My other suggestion is switch to something like Python or Ruby (Ruby's the shit) for long running jobs, then let your PHP interface just access the data and trigger the scripts. They're much more reliable languages for these sorts of jobs.
 
I came here to recommend this. Don't do massive bulk jobs in PHP like that, that's not what it's designed for. Break it up into individual chunks, then let CRON trigger it all day long. That way you can offset the long running part to CRON, something that was designed for that, instead of leaving PHP to do the job.

My other suggestion is switch to something like Python or Ruby (Ruby's the shit) for long running jobs, then let your PHP interface just access the data and trigger the scripts. They're much more reliable languages for these sorts of jobs.

I started to teach myself Ruby a bit ago. Probably will be a bit before I get past the learning curve to duplicate what I already have. Great suggestions on the IPs and chunking the code up and using CRON to trigger it. Kind of need to rethink the whole process. Thanks everyone.
 
Hit me up if you want to discuss and Ruby stuff, I use it a lot and can probably share some code with you.

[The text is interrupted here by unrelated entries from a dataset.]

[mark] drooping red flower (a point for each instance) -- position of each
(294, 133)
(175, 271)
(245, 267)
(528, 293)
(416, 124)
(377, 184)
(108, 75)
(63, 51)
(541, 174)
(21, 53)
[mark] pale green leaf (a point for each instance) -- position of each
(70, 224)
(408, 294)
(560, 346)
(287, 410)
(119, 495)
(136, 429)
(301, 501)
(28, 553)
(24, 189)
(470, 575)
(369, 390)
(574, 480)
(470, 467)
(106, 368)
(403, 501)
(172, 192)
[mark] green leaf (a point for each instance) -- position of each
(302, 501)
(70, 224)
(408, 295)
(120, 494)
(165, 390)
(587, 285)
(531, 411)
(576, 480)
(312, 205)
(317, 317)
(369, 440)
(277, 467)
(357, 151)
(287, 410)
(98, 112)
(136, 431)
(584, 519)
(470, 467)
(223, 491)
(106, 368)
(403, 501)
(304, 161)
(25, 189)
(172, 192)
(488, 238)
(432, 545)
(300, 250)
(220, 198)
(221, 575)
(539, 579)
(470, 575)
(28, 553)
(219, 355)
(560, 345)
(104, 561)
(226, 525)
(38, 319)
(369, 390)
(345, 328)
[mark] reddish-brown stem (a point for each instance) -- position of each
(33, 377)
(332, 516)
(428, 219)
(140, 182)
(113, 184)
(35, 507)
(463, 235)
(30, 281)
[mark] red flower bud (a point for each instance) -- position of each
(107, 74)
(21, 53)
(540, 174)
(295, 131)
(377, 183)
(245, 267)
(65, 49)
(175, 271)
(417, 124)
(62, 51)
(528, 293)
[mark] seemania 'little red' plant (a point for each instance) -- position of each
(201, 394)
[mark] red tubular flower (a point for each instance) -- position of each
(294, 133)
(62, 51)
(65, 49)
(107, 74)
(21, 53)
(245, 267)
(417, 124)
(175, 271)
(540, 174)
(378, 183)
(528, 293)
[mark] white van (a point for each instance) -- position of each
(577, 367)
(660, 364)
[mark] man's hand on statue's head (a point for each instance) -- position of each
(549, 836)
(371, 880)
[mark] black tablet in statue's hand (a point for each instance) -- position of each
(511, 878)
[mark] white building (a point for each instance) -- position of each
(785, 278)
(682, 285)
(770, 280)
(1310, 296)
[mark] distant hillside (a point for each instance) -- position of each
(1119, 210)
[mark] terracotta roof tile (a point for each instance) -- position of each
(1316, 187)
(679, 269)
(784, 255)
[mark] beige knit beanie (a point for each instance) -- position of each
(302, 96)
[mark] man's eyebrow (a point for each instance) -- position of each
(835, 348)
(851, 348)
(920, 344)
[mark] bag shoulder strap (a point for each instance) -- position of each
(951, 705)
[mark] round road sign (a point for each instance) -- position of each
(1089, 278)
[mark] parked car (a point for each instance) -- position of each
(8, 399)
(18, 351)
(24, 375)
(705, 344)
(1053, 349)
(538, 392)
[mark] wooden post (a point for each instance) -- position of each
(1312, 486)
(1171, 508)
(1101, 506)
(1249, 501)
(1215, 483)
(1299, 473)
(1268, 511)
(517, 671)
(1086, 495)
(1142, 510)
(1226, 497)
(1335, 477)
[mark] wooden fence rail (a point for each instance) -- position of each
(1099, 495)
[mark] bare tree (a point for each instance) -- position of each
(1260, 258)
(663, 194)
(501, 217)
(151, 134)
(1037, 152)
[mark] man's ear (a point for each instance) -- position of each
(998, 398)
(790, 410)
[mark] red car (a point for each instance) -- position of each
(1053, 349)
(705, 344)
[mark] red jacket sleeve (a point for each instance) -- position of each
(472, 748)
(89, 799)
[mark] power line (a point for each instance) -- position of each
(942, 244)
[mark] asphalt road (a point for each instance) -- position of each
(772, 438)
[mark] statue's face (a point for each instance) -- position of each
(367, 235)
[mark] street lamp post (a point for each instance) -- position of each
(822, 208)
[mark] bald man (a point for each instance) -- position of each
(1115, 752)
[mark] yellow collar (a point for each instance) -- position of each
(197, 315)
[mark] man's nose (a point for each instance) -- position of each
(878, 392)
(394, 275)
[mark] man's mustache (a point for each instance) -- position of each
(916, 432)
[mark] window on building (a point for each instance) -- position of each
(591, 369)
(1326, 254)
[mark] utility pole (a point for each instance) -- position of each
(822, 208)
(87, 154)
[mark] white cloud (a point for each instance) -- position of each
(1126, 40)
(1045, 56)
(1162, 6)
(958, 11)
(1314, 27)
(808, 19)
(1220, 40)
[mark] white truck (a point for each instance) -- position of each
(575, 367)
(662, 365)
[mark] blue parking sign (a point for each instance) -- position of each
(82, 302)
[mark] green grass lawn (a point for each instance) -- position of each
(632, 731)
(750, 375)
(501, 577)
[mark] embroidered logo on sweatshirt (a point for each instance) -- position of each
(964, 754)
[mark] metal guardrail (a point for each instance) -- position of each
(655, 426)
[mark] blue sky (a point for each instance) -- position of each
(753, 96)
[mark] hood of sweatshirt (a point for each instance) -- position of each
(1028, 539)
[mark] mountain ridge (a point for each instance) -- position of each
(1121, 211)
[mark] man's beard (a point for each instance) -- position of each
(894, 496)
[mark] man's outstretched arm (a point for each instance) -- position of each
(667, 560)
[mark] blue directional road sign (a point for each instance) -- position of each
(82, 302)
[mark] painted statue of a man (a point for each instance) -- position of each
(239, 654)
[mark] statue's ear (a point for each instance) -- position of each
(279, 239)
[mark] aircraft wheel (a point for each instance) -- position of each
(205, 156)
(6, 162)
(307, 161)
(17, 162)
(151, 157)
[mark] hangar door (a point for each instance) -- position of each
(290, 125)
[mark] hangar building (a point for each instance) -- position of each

One day I want to get a Ruby thread going in design and dev forum, just haven't gotten around to it

PM me your GChat name, I lost all of my aliases after switching comps so I don't know who everyone is lol
 
I've been writing this scraper in PHP for the past several months and have it pretty much collecting all the data I want it to. The problem I'm having, is the time frame to go out and grab all of the data is pretty long - like 5-6 hrs for a complete "set"...and when I run a job that size, I almost never get a complete set of data back. Either the app crashes, the browser crashes or something undetermined goes wrong. I'm closing curl and mysql sessions.

I've already started to write some error handling stuff so I can pick up where I left off, but it still pisses me off when I get up in the morning expecting to see 1000 results, and I only have 200. I'm guessing that if I ran this command line I might not run into as many issues, but I still need to test that. Does anyone know how to pass post variables using CLI...because I have no idea. Any other suggestions? I know some of you do some pretty aggressive scraping so any advice you can give me is much appreciated...
curl_multi mother fucker.

As an alternative: Break it into smaller sections, use a browser and ajax to send out small groups of urls to query. It kind of sucks having to leave a browser open, but sometimes it's just the easiest way...especially if you need to track partial progress.
 
Thanks Shady. Honestly never heard of curl_multi before today, but I'm a noob at this shit. Going to check it out. In hindsight, opening up 10 different curl sessions in different functions probably wasn't the smartest thing to do :)
 
ssh + screen = long scraping with php, no problems. screen means if your connection goes down, you won't lose your current session.
 
Thanks Shady. Honestly never heard of curl_multi before today, but I'm a noob at this shit. Going to check it out. In hindsight, opening up 10 different curl sessions in different functions probably wasn't the smartest thing to do :)
Ah. Yeah. You want to write containers for everything. As pre-configured as possible.
For Example:
MyCurl
-getURL()
-getData()
-setURL($url)
-setRef($url)
-setPost($shouldPost, $array);
-setPost($shouldPost, $qstr);
-setUserAgent($name)
-getJavascriptVariable($name)
-sendRequest();
-setShowHeader($bool);
MyCurlMulti
-setURLs($array);//loads into MyCurl
-sendRequests();
-getData($connectionIndex);
-getAllData();//returns array of request data

That's just a brief example though. They have a habit of growing.